Sebuah Keberanian, Penuturan Seorang Sahabat di Bandung

Sebuah keputusan yang amat berani saya ambil. Ya, sangat berani! Disaat orang-orang maju mundur. Disaat nalar susah untuk memutuskan. Disaat teman-teman sebaya begitu takut dan waswas. Mereka kira saya seorang penakut dan pecundang. Tak punya hasrat, apalagi nyali! Namun, mereka semua tercengang! Terkejut atas keputusanku. Sama terkejutnya dengan orang tua saya. Andai Anda tahu saat itu, pastilah sama kagetnya. Aku pun sebenarnya tak habis pikir, kok bisa?! Namun itulah episode hidup. Dia lah yang menentukan, bukan saya, Anda atau mereka.

Secara finansial, oh sangat jauh! Apalagi status saya masih mahasiswa. Tahulah mahasiswa seperti apa. Ia belum mapan tentunya.
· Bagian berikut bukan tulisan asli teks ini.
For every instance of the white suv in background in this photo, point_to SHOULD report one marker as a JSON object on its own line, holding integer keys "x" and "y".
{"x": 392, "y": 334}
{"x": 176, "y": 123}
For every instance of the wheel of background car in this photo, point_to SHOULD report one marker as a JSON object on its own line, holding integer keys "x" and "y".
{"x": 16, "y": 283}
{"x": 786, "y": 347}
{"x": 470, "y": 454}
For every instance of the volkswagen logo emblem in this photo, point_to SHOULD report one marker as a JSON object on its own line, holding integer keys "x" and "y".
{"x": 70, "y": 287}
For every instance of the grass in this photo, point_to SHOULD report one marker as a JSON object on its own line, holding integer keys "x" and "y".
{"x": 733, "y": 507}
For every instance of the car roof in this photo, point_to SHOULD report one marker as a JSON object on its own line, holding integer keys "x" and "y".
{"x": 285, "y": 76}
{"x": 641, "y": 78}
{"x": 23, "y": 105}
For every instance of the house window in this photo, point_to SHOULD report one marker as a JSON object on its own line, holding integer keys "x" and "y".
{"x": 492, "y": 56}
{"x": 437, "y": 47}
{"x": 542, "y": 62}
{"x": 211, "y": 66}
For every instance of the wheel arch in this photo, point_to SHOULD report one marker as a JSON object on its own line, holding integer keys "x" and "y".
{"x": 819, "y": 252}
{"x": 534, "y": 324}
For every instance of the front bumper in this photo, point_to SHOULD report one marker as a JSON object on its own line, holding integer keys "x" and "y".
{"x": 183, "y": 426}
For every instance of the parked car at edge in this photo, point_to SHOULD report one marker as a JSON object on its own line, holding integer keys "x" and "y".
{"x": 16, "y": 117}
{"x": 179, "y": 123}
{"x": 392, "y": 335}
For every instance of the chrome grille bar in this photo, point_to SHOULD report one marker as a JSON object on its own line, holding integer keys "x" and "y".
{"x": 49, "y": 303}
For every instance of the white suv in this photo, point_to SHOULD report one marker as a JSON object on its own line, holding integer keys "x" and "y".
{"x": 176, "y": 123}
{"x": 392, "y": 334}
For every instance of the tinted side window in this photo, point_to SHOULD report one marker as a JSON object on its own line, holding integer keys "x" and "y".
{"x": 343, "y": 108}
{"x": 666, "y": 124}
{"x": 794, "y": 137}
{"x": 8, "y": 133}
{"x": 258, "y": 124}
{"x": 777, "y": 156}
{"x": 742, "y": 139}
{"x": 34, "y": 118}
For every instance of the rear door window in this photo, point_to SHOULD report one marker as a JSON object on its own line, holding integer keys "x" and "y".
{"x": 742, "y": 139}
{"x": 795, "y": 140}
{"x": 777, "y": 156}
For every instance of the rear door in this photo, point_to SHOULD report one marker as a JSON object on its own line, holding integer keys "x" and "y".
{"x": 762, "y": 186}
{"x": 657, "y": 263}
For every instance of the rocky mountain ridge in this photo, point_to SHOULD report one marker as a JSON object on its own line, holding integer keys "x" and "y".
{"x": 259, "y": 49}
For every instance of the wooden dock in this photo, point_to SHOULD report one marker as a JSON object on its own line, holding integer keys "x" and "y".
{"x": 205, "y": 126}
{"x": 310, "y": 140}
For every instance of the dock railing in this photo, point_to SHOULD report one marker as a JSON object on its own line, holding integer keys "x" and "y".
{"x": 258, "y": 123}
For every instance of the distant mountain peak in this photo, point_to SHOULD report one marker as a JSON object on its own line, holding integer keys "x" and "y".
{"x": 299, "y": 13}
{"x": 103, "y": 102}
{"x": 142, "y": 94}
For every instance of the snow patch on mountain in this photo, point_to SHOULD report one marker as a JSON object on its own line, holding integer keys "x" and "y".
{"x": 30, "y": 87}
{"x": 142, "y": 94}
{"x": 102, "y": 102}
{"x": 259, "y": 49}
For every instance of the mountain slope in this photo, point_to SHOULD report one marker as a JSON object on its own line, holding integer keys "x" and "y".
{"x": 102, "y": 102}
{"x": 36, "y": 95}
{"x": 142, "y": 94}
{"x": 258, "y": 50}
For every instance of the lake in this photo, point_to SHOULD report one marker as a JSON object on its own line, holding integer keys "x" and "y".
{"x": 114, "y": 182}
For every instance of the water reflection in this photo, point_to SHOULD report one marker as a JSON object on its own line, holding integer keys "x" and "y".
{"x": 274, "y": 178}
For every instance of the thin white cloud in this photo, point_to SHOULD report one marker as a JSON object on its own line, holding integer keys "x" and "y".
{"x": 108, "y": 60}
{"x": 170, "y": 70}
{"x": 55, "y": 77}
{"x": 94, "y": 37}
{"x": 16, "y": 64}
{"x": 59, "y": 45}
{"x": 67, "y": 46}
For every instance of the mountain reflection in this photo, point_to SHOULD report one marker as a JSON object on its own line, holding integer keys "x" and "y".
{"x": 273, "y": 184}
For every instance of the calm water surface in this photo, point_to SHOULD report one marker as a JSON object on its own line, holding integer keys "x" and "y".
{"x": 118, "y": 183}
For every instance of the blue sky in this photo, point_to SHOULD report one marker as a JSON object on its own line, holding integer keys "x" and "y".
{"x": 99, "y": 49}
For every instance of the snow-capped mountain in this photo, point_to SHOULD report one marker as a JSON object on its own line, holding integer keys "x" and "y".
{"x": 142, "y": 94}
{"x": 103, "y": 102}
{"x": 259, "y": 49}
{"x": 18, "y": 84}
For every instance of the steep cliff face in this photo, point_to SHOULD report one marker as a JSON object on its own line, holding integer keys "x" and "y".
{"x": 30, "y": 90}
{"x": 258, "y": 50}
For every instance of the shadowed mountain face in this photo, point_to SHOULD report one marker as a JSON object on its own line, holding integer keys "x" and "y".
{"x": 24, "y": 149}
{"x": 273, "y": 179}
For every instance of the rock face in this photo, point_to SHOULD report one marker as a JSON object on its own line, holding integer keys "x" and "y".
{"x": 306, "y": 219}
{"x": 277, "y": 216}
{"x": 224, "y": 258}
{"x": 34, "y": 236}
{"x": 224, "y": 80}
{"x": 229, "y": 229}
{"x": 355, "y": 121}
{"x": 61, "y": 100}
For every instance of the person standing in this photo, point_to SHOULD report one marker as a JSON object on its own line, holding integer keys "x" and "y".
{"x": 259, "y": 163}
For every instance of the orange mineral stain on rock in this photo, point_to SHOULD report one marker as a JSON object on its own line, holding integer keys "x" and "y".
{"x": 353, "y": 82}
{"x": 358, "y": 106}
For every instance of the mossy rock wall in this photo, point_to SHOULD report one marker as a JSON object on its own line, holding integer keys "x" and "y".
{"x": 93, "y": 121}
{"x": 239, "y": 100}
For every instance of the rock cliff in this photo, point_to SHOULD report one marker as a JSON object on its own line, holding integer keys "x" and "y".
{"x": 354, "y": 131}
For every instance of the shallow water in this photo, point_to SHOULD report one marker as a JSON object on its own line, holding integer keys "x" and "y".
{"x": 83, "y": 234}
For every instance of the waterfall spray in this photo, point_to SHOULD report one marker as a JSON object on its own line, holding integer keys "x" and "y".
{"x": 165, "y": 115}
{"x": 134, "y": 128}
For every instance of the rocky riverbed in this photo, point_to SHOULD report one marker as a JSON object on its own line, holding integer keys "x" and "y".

Belum punya penghasilan, masa depan belum jelas –kata ortu yang kurang bijak—dan hidup pun kadang masih mengandalkan uluran tangan orang lain. Begitulah nasib mahasiswa yang masih saja dipandang sebelah mata. Mereka hanya segera ingin melihat hasil. Mereka sama sekali tidak mau peduli proses –bahkan perjuangan ke arah kesuksesan. Apalagi mendukung, membantu bahkan menopang. Semua hanya fatamorgana. Ya fatamorgana!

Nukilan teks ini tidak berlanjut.